171 que la législation715 reconnaissaient ainsi la possibilité d’un contrat de travail entre conjoints. Le droit québécois, sur ce point, était donc avant-gardiste par rapport au droit français. Par contre en l’absence d’un réel contrat de travail, comme nous le verrons, la jurisprudence refusait toute compensation de l’épouse pour le travail fourni bénévolement à son conjoint.

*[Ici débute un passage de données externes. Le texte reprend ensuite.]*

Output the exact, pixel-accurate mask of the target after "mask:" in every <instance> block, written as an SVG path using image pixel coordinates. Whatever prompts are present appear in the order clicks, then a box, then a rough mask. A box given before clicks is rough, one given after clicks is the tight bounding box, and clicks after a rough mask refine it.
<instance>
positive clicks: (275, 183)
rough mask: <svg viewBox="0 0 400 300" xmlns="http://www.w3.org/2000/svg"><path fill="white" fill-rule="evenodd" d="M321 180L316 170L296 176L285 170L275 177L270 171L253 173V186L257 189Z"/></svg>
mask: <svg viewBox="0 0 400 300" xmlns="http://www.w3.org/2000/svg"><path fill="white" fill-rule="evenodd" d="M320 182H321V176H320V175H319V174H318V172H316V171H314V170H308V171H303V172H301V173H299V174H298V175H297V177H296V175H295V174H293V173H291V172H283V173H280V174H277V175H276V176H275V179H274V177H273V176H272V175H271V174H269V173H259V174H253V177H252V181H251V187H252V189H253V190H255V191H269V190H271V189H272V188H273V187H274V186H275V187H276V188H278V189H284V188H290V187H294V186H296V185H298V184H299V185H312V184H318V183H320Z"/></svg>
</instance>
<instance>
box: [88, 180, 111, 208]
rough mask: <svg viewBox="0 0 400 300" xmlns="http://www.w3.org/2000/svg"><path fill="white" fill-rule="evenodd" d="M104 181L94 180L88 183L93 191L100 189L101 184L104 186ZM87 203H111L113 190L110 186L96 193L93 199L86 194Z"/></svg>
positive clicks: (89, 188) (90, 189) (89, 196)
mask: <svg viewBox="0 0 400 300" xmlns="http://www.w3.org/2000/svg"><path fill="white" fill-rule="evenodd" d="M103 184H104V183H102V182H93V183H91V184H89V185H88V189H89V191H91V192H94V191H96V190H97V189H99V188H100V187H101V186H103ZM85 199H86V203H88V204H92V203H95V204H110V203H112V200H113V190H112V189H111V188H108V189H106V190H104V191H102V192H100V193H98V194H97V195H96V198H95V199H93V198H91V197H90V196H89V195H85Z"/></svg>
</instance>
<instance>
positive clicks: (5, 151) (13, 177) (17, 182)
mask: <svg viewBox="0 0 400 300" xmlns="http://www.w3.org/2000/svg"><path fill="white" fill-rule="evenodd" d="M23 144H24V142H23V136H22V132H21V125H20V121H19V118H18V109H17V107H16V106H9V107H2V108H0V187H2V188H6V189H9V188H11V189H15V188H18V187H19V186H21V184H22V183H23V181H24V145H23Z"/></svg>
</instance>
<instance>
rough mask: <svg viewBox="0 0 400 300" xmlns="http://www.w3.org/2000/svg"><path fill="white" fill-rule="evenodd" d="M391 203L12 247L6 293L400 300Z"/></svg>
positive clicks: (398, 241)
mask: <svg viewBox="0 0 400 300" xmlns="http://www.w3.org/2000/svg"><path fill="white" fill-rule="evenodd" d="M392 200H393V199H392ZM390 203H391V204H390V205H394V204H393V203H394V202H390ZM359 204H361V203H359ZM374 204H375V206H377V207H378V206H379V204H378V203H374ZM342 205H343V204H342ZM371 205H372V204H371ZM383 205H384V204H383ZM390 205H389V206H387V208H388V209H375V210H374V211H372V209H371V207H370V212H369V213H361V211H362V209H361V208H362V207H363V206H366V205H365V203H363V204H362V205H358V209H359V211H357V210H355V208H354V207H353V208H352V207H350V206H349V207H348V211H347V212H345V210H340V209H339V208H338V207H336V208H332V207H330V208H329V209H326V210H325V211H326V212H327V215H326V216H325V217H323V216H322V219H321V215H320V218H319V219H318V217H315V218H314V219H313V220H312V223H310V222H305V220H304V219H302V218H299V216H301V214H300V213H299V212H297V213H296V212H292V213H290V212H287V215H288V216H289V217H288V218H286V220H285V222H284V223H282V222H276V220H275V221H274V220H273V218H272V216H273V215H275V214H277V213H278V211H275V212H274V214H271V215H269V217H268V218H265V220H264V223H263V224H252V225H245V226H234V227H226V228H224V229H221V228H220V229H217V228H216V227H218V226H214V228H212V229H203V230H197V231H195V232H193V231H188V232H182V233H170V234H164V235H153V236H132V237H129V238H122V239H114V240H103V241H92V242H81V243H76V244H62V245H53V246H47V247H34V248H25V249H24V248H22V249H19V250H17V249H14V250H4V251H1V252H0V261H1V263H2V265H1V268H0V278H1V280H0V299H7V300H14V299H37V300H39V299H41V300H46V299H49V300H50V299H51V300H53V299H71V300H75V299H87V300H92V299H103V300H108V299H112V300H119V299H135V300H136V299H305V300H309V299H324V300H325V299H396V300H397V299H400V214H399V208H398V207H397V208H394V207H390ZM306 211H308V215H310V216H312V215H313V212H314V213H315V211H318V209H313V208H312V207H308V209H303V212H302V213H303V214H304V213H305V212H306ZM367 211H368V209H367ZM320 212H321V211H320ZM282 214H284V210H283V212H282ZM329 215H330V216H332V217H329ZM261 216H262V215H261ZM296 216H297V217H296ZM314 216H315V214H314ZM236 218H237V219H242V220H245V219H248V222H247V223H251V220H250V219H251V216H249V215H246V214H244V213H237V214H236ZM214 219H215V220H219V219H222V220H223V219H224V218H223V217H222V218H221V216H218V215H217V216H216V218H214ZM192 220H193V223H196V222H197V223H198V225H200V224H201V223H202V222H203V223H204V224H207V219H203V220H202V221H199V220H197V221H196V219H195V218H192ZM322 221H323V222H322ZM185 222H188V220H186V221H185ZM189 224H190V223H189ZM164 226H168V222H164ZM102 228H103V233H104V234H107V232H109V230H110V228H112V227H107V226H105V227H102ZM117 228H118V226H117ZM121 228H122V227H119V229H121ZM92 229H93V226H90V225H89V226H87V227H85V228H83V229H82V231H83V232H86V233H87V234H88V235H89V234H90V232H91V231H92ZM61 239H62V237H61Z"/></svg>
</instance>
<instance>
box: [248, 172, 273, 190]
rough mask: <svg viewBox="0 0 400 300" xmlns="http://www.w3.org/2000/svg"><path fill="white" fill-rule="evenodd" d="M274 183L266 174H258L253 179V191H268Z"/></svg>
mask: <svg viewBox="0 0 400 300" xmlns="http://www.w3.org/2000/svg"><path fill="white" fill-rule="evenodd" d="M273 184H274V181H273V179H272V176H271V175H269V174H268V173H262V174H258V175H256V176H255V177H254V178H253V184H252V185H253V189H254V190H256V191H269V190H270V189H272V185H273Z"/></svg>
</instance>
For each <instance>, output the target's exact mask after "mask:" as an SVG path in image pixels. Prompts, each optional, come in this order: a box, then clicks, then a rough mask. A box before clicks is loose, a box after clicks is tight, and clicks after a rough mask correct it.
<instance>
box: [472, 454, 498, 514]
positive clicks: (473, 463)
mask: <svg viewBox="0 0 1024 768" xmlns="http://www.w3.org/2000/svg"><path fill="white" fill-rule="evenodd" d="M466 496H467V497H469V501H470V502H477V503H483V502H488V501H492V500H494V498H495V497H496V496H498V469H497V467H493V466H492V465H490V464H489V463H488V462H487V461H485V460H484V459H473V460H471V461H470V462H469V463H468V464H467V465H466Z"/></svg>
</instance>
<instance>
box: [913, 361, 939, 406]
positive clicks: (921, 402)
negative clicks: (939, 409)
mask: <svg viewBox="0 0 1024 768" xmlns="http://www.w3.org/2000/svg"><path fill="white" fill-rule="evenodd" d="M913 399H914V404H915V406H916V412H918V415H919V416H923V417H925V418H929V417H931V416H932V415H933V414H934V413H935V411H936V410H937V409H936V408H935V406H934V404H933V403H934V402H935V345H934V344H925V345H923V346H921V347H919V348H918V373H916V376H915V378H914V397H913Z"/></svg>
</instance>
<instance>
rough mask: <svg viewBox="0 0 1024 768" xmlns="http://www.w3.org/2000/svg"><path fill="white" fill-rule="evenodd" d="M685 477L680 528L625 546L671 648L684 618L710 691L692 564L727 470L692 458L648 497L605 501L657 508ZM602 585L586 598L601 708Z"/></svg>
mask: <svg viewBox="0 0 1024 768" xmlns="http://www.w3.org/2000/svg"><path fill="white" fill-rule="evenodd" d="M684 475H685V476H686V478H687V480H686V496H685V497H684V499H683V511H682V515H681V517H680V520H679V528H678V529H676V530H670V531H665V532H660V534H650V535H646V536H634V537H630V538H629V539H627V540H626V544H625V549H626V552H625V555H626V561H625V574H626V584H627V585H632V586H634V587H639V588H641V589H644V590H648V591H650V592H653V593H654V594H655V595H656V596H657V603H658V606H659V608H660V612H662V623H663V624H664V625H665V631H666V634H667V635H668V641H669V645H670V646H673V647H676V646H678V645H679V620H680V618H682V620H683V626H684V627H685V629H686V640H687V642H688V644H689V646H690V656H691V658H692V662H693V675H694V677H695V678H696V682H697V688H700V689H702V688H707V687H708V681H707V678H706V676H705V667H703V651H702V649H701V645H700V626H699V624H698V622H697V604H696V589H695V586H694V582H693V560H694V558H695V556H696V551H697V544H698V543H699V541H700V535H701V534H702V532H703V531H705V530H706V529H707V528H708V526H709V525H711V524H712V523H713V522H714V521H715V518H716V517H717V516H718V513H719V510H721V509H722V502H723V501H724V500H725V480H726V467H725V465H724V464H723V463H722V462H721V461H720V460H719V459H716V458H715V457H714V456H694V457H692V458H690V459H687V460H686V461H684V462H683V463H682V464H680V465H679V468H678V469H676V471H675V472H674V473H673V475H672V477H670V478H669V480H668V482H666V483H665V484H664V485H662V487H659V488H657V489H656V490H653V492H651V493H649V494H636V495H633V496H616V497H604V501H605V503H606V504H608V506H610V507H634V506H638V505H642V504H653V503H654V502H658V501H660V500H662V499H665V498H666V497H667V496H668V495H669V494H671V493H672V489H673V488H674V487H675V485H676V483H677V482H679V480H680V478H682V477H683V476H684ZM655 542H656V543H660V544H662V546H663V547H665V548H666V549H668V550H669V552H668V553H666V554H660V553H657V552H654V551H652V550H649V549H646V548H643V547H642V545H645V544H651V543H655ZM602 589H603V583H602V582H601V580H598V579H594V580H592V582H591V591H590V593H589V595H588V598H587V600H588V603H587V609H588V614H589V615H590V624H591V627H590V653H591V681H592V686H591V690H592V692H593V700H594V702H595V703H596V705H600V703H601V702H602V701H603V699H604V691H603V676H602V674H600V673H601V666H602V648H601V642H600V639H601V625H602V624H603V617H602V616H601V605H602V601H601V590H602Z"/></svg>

360.Le travail fourni peut aussi ne pas être professionnel et c’est ainsi qu’une épouse, par exemple, peut organiser de façon régulière les dîners d’affaire pour son conjoint et aller au- delà de la simple contribution aux charges du mariage tout en permettant à son conjoint de développer ses relations professionnelles et sa carrière. Dans ce dernier exemple, toute convention de travail est exclue mais ce n’est pas pour autant que cette participation ne mérite pas d’être compensée.
361.La jurisprudence se fondant sur l’équité peut alors permettre une telle compensation (I). Cette réponse apparaît d’ailleurs souvent comme la plus adaptée puisqu’il s’agit souvent de régler des cas particuliers que seuls les juges sont en mesure d’apprécier et de corriger. Mais devant l’inertie des juges dans ce domaine, il a paru nécessaire que le législateur intervienne et à ces réponses jurisprudentielles sont alors venues s’ajouter des réponses législatives adoptées en faisant référence expressément à l’équité (II).